Pourtant, la faute peut être à un premier tiers très (trop ?) efficace, le film s'embourbe à vouloir tenir sur 1h20 alors qu'il n'a pas l'air d'avoir grand chose à raconter. Cela se manifeste surtout dans une volonté de rester au plus près de l’œuvre originale, mais sans vraiment trouver à faire le lien avec les apports non présent dans l’œuvre originale de Jean Claude Grimberg. Cela est flagrant notamment lors des séquences avec le père de la marchandise, ainsi que toutes les séquences dans les camps, qui sont sans réelles dialogues (pour ne pas faire de fausses notes vis-à-vis de l’œuvre originale, mais aussi par pudeur quant à la notion de témoignage à l'intérieur des camps) et qui mettent trop souvent en avant un vide narratif.
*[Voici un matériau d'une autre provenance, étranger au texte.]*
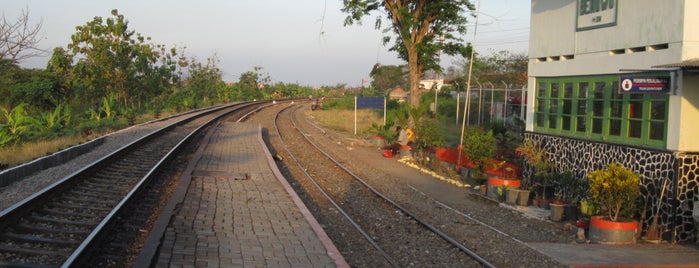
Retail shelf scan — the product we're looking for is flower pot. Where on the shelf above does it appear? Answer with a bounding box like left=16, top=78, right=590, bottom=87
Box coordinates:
left=550, top=203, right=567, bottom=221
left=539, top=199, right=551, bottom=209
left=590, top=216, right=638, bottom=245
left=371, top=135, right=386, bottom=148
left=505, top=189, right=520, bottom=205
left=563, top=204, right=578, bottom=221
left=479, top=185, right=488, bottom=195
left=488, top=176, right=522, bottom=200
left=517, top=190, right=531, bottom=207
left=398, top=145, right=413, bottom=158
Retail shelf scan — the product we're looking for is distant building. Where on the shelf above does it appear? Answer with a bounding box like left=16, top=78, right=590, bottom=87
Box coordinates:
left=388, top=86, right=410, bottom=102
left=525, top=0, right=699, bottom=242
left=420, top=79, right=444, bottom=92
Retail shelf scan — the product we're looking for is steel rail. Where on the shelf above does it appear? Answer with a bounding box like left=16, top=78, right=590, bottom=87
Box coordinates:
left=0, top=102, right=263, bottom=267
left=284, top=103, right=495, bottom=267
left=274, top=102, right=400, bottom=267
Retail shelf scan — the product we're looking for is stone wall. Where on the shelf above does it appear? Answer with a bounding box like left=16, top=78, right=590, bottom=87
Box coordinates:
left=525, top=132, right=699, bottom=242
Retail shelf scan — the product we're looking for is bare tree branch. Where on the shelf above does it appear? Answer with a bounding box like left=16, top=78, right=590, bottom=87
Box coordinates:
left=0, top=8, right=48, bottom=64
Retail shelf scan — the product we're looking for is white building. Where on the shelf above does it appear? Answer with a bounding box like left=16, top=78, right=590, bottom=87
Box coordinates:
left=525, top=0, right=699, bottom=242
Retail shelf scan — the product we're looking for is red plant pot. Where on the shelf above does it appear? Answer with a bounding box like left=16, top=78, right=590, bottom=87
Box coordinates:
left=590, top=216, right=638, bottom=245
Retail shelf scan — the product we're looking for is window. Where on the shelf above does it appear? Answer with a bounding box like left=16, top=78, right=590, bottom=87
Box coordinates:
left=534, top=75, right=669, bottom=148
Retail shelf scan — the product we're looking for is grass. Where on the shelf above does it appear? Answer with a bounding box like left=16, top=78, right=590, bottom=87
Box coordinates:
left=0, top=108, right=174, bottom=170
left=0, top=135, right=84, bottom=167
left=305, top=109, right=383, bottom=136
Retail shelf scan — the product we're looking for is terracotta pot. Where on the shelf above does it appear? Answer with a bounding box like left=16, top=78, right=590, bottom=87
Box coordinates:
left=539, top=199, right=551, bottom=209
left=590, top=216, right=638, bottom=245
left=505, top=188, right=520, bottom=205
left=488, top=176, right=522, bottom=188
left=488, top=176, right=522, bottom=200
left=551, top=202, right=566, bottom=221
left=517, top=190, right=531, bottom=207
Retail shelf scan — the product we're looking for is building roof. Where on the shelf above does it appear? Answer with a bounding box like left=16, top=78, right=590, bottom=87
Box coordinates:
left=653, top=58, right=699, bottom=69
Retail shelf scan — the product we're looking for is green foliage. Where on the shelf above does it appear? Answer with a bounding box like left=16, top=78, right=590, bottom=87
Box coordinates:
left=463, top=127, right=495, bottom=170
left=368, top=122, right=396, bottom=144
left=0, top=103, right=32, bottom=146
left=342, top=0, right=474, bottom=107
left=415, top=118, right=444, bottom=150
left=32, top=104, right=72, bottom=138
left=323, top=97, right=354, bottom=110
left=369, top=63, right=408, bottom=92
left=587, top=163, right=640, bottom=221
left=553, top=171, right=590, bottom=202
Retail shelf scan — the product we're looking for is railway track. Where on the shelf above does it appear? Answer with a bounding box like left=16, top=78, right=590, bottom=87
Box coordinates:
left=0, top=102, right=264, bottom=267
left=275, top=105, right=495, bottom=267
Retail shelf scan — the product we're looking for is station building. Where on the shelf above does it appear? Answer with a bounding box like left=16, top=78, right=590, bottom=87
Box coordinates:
left=525, top=0, right=699, bottom=242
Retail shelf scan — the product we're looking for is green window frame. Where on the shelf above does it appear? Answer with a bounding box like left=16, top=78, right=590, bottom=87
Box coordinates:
left=534, top=75, right=669, bottom=148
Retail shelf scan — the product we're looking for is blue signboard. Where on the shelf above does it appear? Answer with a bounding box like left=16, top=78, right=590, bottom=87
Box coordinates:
left=619, top=76, right=670, bottom=94
left=357, top=97, right=384, bottom=109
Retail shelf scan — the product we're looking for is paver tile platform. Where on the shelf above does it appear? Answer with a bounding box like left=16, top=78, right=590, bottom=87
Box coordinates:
left=145, top=122, right=348, bottom=267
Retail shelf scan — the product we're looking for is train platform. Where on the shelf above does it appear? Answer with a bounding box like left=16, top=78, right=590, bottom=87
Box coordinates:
left=135, top=122, right=348, bottom=267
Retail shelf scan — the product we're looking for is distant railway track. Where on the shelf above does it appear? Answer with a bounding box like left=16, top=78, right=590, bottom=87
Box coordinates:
left=275, top=105, right=494, bottom=267
left=0, top=102, right=265, bottom=267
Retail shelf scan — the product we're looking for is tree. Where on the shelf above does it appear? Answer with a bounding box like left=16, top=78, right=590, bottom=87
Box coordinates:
left=48, top=9, right=180, bottom=106
left=473, top=50, right=529, bottom=87
left=237, top=66, right=271, bottom=99
left=342, top=0, right=474, bottom=112
left=0, top=7, right=43, bottom=64
left=369, top=63, right=407, bottom=93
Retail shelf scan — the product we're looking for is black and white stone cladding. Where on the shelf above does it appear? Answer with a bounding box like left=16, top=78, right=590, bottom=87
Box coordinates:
left=523, top=132, right=699, bottom=243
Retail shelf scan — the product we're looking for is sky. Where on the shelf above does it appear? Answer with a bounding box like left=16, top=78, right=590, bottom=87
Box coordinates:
left=0, top=0, right=531, bottom=87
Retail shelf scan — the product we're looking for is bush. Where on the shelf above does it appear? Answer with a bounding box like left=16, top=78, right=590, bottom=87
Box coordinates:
left=463, top=127, right=495, bottom=173
left=587, top=163, right=640, bottom=221
left=415, top=118, right=444, bottom=153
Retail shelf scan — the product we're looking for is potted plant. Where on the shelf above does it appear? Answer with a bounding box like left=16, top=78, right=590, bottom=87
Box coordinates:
left=588, top=163, right=640, bottom=244
left=461, top=127, right=499, bottom=199
left=551, top=171, right=588, bottom=221
left=515, top=140, right=557, bottom=209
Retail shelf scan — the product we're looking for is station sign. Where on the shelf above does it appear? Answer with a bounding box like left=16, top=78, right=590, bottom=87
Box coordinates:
left=575, top=0, right=619, bottom=31
left=619, top=76, right=670, bottom=94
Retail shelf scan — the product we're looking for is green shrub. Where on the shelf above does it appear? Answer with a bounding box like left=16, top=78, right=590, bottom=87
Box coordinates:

On sort malheureusement du récit tant ces séquences sont traités avec un détachement trop soutenu, et créé un sentiment de longueur pas forcément agréable alors que le film dure 1h20. Il n'empêche que le film sait cultiver les scènes fortes, notamment sur son final et son climax, qui savent conclure un film aux bonnes ambitions, qui sait viser juste, mais qui a tendance à s'écrouler complètement lorsque celui-ci cherche à viser autre chose que le texte d'origine. Il n'en reste pas moins une œuvre touchante et pleine de beauté qui, sans doute, aurait mérité plus de réflexions en amont sur la manière la plus juste d'adapter le conte à l'écran. J'espère que Michel Hazanavicius ne se découragera pas du cinéma d'animation et qu'il proposera d'autres œuvres aussi touchantes à l'avenir.